La decisione si presta ad essere censurata in relazione alla chiara previsione dell’art. 1815, comma 2, c.c., a mente della quale se sono convenuti interessi usurari (anche di mora) “non sono dovuti interessi”; tanto, a meno di non voler accedere ad una interpretazione estensiva dell’art. 1815, comma 2, c.c., ovvero che non sarebberodovuti gli interessi convenuti con la (sola) clausola colpita dalla sanzione di nullità, la quale, tuttavia, appare non consentita a fronte dell’inequivoca lettera della norma.

Il Tribunale di Milano ha ritenuto quindi che alla nullità della clausola relativa agli interessi moratori consegue la non debenza (soltanto) di quegli interessi.

Così argomentando, però, ci si pone in contrasto con la lettera della norma, a meno di non voler affermare, in contrasto con il chiaro dettato normativo, che alla nullità della clausola relativa agli interessi corrispettivi consegue la non debenza (soltanto) di quegli interessi, con l’ulteriore corollario che sarebbero, però, dovuti gli interessi legali.

Come precisato dal Decreto legge 29 dicembre 2000, n. 394, di interpretazione autentica della legge 7 marzo 1996, n. 108, “ai fini dell’applicazione dell’art. 644 del codice penale e dell’art. 1815, secondo comma, del codice civile, si intendono usurari gli interessi che superano il limite stabilito dalla legge nel momento in cui essi sono promessi o comunque convenuti, a qualsiasi titolo, indipendentemente dal momento del loro pagamento”.

A ciò consegue che se sono convenuti interessi usurari, anche solo di mora, “la clausola è nulla e non sono dovuti interessi”.

Quella della nullità e quella della non debenza degli interessi si pongono come due distinte sanzioni (“la clausola è nulla e non sono dovuti interessi”), con la conclusione che se la nullità dovesse anche solo investire soltanto la clausola di pattuizione degli interessi moratori, non di meno non sono dovuti interessi, né legali, né corrispettivi.

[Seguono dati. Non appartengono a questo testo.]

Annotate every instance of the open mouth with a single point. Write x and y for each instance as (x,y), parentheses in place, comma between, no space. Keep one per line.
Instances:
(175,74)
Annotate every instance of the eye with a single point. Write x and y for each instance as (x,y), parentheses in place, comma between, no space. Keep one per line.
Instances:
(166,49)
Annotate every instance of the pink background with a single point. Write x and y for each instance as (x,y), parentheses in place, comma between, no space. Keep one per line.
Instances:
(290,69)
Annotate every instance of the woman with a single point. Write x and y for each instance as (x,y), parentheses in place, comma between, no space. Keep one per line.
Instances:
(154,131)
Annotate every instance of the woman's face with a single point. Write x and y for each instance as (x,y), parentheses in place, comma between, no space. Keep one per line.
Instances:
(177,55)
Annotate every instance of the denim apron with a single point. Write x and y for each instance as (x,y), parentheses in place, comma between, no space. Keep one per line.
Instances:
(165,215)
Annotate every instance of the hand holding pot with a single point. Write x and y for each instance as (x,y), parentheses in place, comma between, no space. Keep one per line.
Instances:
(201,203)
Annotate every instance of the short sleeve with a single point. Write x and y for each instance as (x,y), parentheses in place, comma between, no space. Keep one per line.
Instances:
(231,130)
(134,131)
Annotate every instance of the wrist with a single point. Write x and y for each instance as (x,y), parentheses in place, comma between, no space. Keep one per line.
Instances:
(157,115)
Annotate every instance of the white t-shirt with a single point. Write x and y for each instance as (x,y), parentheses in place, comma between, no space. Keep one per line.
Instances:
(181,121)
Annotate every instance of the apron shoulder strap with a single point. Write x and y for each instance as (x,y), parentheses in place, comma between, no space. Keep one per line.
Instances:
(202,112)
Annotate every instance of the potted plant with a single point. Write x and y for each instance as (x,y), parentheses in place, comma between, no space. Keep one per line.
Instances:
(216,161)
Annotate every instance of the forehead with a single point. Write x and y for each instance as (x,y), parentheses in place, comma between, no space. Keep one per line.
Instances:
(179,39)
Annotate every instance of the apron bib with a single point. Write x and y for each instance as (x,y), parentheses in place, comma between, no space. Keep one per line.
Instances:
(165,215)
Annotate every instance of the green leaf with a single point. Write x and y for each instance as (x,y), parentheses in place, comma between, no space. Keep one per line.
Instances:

A conferma della correttezza della predetta impostazione, e, per converso, della contrarietà a diritto del principio espresso da Trib. Milano cit., basti rammentare che l’art. 1815, co. 2, c.c., nella versione originaria, prevedeva che in caso di pattuizione di interessi usurari “la clausola è nulla e gli interessi sono dovuti solo nella misura legale”. Con la riforma operata dalla legge 1996/108, il legislatore è intervenuto proprio modificando tale ultima previsione, sancendo l’inesigibilità di qualsivoglia interesse (i.e., financo di quello legale, evidentemente un minus rispetto agli interessi corrispettivi, quanto meno avuto riguardo a quanto accade nella pratica), a chiara dimostrazione della volontà di sanzionare in tal senso (i.e., escludendo il diritto a qualsivoglia compenso per l’avvenuta dazione di danaro a mutuo) chi abbia esatto (rectius, pattuito) interessi usurari.

Reintrodurre tale diritto, addirittura in misura superiore a quella prevista ante riforma, significa contraddire lo spirito di quest’ultima (la cui ratio, come osservato dalla Corte Costituzionale nella sentenza 2002/29, è quella di contrastare nella maniera più incisiva il fenomeno usurario, inter alia inasprendo le sanzioni penali e civili connesse alla condotta illecita) lasciando sostanzialmente privo di sanzione chi l’abbia posta in essere. Né varrebbe eccepire che, in tal modo, il datore di danaro a mutuo verrebbe privato del diritto ad essere compensato del ritardo nella restituzione, corrispondendo tale effetto ad una precisa scelta legislativa finalizzata a tutelare beni di interesse superiore rispetto a quello privatistico or ora menzionato.